Sénégal: Diminution des assassinats de journalistes en 2016, selon le CPJ

Dakar, Sénégal (PANA) - Le nombre de journalistes tués dans l'exercice de leurs fonctions a diminué en 2016 par rapport à des niveaux historiques récemment, étant donné que moins de journalistes ont été ciblés et que la guerre est devenue plus mortelle, a déclaré le Comité pour la protection des journalistes (CPJ) lundi.

Dans un communiqué transmis à la PANA à Dakar, au Sénégal, le surveillant de la liberté de la presse a déclaré que son analyse annuelle avait révélé que les morts au combat ou pris dans des feux croisés avaient atteint leur plus haut niveau depuis 2013 alors que les conflits au Moyen-Orient se poursuivaient.

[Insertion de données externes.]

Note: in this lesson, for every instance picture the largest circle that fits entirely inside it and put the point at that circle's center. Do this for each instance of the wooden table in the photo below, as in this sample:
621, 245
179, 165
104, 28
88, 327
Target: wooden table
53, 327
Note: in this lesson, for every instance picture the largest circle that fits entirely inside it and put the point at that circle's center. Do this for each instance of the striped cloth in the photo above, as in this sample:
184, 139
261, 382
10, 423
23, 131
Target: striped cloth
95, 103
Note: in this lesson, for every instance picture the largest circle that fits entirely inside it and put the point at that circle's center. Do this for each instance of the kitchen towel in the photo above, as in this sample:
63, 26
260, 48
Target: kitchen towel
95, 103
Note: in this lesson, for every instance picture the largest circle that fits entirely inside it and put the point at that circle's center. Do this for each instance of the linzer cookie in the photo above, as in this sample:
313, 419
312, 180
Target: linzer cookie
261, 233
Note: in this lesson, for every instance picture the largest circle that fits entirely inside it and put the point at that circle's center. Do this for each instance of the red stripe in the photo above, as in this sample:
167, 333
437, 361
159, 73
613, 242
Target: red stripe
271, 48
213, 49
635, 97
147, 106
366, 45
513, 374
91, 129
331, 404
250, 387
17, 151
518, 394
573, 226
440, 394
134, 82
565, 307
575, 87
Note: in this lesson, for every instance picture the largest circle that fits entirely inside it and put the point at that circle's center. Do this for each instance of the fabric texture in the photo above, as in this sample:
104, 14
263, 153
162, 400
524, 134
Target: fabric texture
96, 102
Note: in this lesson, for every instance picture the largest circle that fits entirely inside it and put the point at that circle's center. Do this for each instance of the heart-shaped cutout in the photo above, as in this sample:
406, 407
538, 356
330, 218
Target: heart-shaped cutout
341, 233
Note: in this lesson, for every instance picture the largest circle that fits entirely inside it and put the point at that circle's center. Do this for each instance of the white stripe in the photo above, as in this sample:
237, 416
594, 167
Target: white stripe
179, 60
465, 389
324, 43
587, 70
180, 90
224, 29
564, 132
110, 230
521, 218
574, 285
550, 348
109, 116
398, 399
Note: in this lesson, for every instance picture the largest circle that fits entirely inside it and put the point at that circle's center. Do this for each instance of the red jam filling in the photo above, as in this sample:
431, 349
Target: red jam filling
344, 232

Selon le CPJ, au moins 48 journalistes ont été tués dans le cadre de leur travail entre le 1er janvier et le 15 décembre 2016, contre 72 au cours de l'année civile précédente.

Le CPJ a indiqué qu'il enquêtait sur les décès d'au moins 27 journalistes au cours de l'année pour déterminer s'ils étaient liés au travail.

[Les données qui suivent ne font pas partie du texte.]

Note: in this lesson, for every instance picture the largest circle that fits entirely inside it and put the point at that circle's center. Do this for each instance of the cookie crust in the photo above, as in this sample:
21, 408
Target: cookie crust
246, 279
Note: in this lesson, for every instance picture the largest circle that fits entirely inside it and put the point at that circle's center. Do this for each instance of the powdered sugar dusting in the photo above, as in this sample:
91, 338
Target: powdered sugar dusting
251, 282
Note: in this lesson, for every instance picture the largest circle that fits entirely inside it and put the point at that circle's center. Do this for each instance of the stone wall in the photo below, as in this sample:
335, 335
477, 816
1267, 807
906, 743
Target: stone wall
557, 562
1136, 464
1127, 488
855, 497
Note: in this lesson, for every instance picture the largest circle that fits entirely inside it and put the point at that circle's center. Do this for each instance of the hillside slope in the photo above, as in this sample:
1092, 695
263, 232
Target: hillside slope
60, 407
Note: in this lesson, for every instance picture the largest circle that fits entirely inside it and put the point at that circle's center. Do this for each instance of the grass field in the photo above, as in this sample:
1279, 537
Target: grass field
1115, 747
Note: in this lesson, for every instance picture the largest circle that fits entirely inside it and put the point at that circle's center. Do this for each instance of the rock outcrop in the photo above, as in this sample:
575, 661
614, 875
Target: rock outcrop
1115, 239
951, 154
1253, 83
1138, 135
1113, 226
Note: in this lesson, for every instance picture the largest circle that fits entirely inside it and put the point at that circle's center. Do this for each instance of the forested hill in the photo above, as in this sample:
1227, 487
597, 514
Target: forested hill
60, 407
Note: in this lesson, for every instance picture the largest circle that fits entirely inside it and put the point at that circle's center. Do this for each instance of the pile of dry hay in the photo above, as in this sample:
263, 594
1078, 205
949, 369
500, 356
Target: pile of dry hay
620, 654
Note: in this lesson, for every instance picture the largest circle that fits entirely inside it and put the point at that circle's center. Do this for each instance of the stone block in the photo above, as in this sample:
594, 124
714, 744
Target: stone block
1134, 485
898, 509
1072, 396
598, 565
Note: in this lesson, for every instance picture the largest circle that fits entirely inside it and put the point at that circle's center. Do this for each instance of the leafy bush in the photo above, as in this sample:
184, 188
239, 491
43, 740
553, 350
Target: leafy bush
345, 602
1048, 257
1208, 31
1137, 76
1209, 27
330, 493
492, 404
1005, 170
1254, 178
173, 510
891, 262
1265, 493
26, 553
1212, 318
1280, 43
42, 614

Il a souligné que plus de la moitié des journalistes tués au cours de l'année sont morts au combat ou pris entre des feux croisés, ce qui constitue la plus forte proportion de décès depuis que le CPJ a commencé à tenir des registres.

La Syrie serait le pays le plus meurtrier pour les journalistes pour la cinquième année consécutive. Au moins 14 journalistes ont été tués en Syrie en 2016, soit le même nombre qu'en 2015, ce qui fait en sorte que le nombre total de personnes tuées dans l'exercice de leurs fonctions a atteint le nombre de 107.

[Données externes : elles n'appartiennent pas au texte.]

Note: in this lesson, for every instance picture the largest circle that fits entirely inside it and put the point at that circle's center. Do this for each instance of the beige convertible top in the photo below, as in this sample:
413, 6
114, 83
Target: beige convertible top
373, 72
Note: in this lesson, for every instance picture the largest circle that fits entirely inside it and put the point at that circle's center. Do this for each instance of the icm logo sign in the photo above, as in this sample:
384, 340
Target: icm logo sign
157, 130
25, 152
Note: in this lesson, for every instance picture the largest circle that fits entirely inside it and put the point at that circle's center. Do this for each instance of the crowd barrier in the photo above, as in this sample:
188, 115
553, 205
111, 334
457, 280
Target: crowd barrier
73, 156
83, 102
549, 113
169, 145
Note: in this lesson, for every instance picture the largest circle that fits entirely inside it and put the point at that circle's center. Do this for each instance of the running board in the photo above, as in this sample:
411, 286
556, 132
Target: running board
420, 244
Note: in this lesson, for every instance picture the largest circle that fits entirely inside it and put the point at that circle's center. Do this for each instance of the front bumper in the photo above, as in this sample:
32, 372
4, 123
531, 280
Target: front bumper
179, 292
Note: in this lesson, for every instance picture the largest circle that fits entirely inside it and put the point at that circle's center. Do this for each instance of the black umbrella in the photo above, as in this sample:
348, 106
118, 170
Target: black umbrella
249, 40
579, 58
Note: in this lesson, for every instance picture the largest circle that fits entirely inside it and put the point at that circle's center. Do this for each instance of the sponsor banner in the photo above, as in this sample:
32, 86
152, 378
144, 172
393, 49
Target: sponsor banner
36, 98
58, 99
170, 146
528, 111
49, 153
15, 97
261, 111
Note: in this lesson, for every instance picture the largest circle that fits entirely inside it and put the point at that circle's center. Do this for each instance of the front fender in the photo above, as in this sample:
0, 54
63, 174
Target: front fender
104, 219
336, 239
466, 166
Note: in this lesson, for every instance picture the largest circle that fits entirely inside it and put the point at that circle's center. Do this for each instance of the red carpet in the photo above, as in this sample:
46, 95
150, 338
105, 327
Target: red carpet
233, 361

"Il est de manière indéniable une bonne nouvelle que moins de journalistes soient assassinés, et le déclin montre l'importance cruciale de la lutte pour mettre fin à l'impunité", a déclaré le directeur général du CPJ, Joel Simon.

"Cependant, les journalistes qui couvrent la guerre continuent d'être tués à un rythme extraordinairement élevé, un reflet de la brutalité et de l'imprévisibilité des conflits modernes".

Le communiqué a noté qu'historiquement, près des deux tiers des journalistes tués ont été sélectionnés pour meurtre en représailles à leur couverture, contre environ un tiers en 2016.

Le CPJ a identifié 18 journalistes assassinés cette année, soit le nombre le plus bas jamais enregistré depuis 2002 et la raison de la chute n'était pas claire et pourrait être le résultat d'une combinaison de plusieurs facteurs détaillés dans le rapport.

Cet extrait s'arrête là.